Through a glass, darkly…

There are many reasons why video surveillance (or closed-circuit television – CCTV) works less well than its advocates claim, and here is another to add to the list from China, the country with probably the most rapidly expanding surveillance infrastructure in the world, and the reason is: air pollution.

Low visibility in Chinese cities due to smog (South China Morning Post)

According to the South China Morning Post, the current record levels of smog in several major cities is leading to visibility of below three metres. It makes video surveillance, even with infrared or other night vision capabilities, useless, and there are no easy solutions.

The Chinese state is so paranoid about internal security, particularly following the recent apparent terrorist attack in Beijing, that it is even considering installing imaging radar systems, more normally found in battlefields and satellite systems.  Apparently, dealing with either the root causes of the pollution or the ‘security’ issues (mainly political discontent across China’s massive and diverse land area) is not on the cards, so China continues to stay on the surveillance technology treadmill…

(thanks to Matt Wei for bringing this to my attention)
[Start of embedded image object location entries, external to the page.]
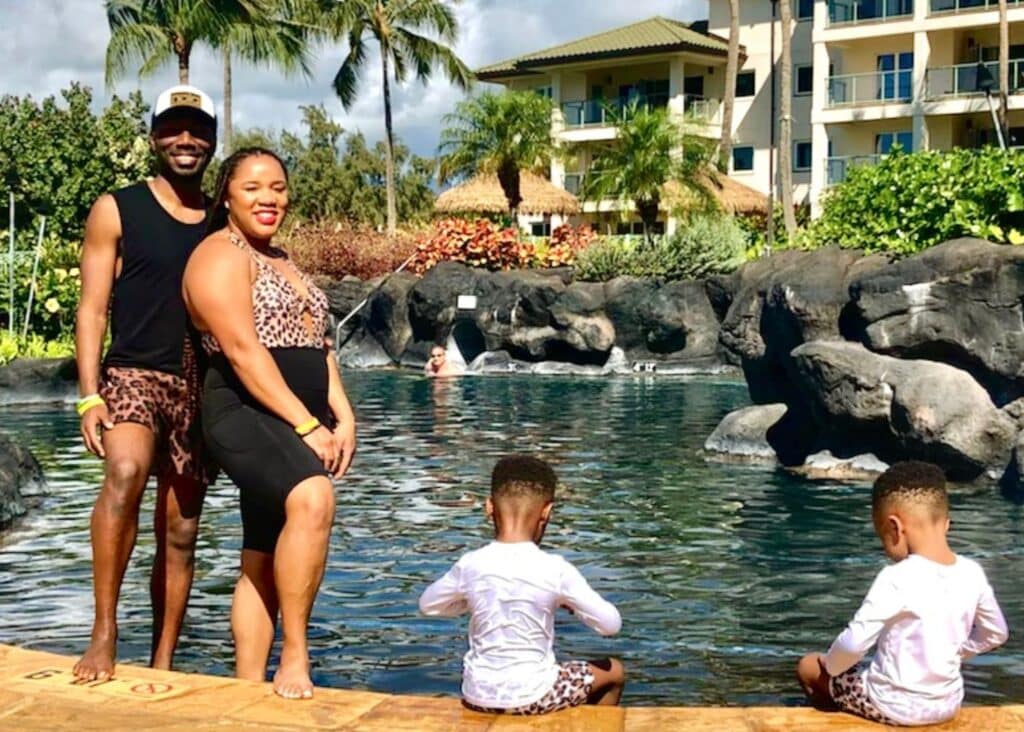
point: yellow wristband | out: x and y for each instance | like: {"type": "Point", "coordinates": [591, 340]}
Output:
{"type": "Point", "coordinates": [87, 402]}
{"type": "Point", "coordinates": [306, 427]}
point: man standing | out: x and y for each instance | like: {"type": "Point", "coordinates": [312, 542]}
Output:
{"type": "Point", "coordinates": [139, 405]}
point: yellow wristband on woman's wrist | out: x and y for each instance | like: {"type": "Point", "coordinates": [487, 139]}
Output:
{"type": "Point", "coordinates": [87, 402]}
{"type": "Point", "coordinates": [306, 427]}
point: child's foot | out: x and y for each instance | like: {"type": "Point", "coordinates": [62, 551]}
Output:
{"type": "Point", "coordinates": [292, 680]}
{"type": "Point", "coordinates": [97, 661]}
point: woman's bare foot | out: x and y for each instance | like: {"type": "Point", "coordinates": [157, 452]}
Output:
{"type": "Point", "coordinates": [292, 679]}
{"type": "Point", "coordinates": [97, 661]}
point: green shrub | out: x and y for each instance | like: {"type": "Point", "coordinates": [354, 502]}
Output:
{"type": "Point", "coordinates": [910, 202]}
{"type": "Point", "coordinates": [705, 245]}
{"type": "Point", "coordinates": [34, 346]}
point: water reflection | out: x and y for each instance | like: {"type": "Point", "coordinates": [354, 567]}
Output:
{"type": "Point", "coordinates": [723, 574]}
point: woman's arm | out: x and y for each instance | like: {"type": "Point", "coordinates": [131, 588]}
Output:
{"type": "Point", "coordinates": [217, 290]}
{"type": "Point", "coordinates": [344, 431]}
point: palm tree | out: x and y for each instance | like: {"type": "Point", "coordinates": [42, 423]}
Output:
{"type": "Point", "coordinates": [785, 119]}
{"type": "Point", "coordinates": [498, 133]}
{"type": "Point", "coordinates": [281, 40]}
{"type": "Point", "coordinates": [397, 27]}
{"type": "Point", "coordinates": [1004, 68]}
{"type": "Point", "coordinates": [155, 31]}
{"type": "Point", "coordinates": [729, 100]}
{"type": "Point", "coordinates": [648, 152]}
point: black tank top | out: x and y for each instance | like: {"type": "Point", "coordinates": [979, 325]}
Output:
{"type": "Point", "coordinates": [147, 315]}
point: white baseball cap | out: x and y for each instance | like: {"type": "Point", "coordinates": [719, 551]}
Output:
{"type": "Point", "coordinates": [183, 96]}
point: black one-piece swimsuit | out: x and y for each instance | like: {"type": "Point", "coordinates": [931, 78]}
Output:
{"type": "Point", "coordinates": [260, 451]}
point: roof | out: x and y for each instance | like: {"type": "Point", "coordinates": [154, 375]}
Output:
{"type": "Point", "coordinates": [651, 36]}
{"type": "Point", "coordinates": [483, 195]}
{"type": "Point", "coordinates": [731, 195]}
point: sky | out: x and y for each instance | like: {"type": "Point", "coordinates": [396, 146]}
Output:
{"type": "Point", "coordinates": [49, 43]}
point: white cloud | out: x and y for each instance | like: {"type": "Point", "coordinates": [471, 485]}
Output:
{"type": "Point", "coordinates": [50, 43]}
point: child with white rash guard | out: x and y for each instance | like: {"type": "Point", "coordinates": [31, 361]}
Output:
{"type": "Point", "coordinates": [512, 588]}
{"type": "Point", "coordinates": [925, 614]}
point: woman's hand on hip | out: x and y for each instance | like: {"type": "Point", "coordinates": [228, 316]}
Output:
{"type": "Point", "coordinates": [321, 441]}
{"type": "Point", "coordinates": [344, 440]}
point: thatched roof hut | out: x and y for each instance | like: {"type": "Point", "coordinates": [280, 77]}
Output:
{"type": "Point", "coordinates": [483, 195]}
{"type": "Point", "coordinates": [732, 196]}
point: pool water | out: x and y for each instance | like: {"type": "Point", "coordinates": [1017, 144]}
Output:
{"type": "Point", "coordinates": [723, 573]}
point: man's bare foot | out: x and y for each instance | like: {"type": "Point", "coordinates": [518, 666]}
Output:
{"type": "Point", "coordinates": [292, 679]}
{"type": "Point", "coordinates": [97, 661]}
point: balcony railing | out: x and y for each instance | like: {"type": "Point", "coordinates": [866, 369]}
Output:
{"type": "Point", "coordinates": [839, 167]}
{"type": "Point", "coordinates": [965, 79]}
{"type": "Point", "coordinates": [847, 11]}
{"type": "Point", "coordinates": [603, 113]}
{"type": "Point", "coordinates": [870, 88]}
{"type": "Point", "coordinates": [963, 5]}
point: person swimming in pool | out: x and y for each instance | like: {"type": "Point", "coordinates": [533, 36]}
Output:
{"type": "Point", "coordinates": [438, 364]}
{"type": "Point", "coordinates": [274, 413]}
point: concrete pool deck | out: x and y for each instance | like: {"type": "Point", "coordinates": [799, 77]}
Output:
{"type": "Point", "coordinates": [38, 692]}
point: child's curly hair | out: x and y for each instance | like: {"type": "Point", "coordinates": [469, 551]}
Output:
{"type": "Point", "coordinates": [912, 482]}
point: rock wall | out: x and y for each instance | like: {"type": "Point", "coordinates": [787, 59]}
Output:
{"type": "Point", "coordinates": [526, 318]}
{"type": "Point", "coordinates": [922, 358]}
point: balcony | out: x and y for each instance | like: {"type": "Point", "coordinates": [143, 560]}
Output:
{"type": "Point", "coordinates": [838, 168]}
{"type": "Point", "coordinates": [965, 80]}
{"type": "Point", "coordinates": [604, 113]}
{"type": "Point", "coordinates": [850, 89]}
{"type": "Point", "coordinates": [843, 12]}
{"type": "Point", "coordinates": [940, 6]}
{"type": "Point", "coordinates": [573, 182]}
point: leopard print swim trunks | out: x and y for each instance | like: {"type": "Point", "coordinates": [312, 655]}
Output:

Indian surveillance build-up continues

India is investing massively in surveillance equipment both at national level and within the country, Video surveillance is expanding in cities, and it is also putting R&D and operational funds into major projects like a new mountain-top border radar system and now, a satellite platform that, it is claimed, will be “fitted with an intelligent sensor that will pick up conversations and communications across the borders.” Presumably this means a system rather like the US satellites that have been in operation since the 1980s that ‘vacuum’ up microwave communications signals from mobile telephones, rather than some kind of impossibly powerful microphone! Interestingly the story in the Hindu continually refers to the new devices, whether they be radar or satellites, as “network-centric”, and is peppered with references to “electronic warfare”,  showing that Indian military planners have almost entirely swallowed US strategic doctrines that emerged from the 1990s. With the USA now operating openly in Pakistan, the source of recent terrorist raids into India, and tensions ratcheting up with China, it seems that the US is backing India as its major regional partner, or at least that India is aping US methods.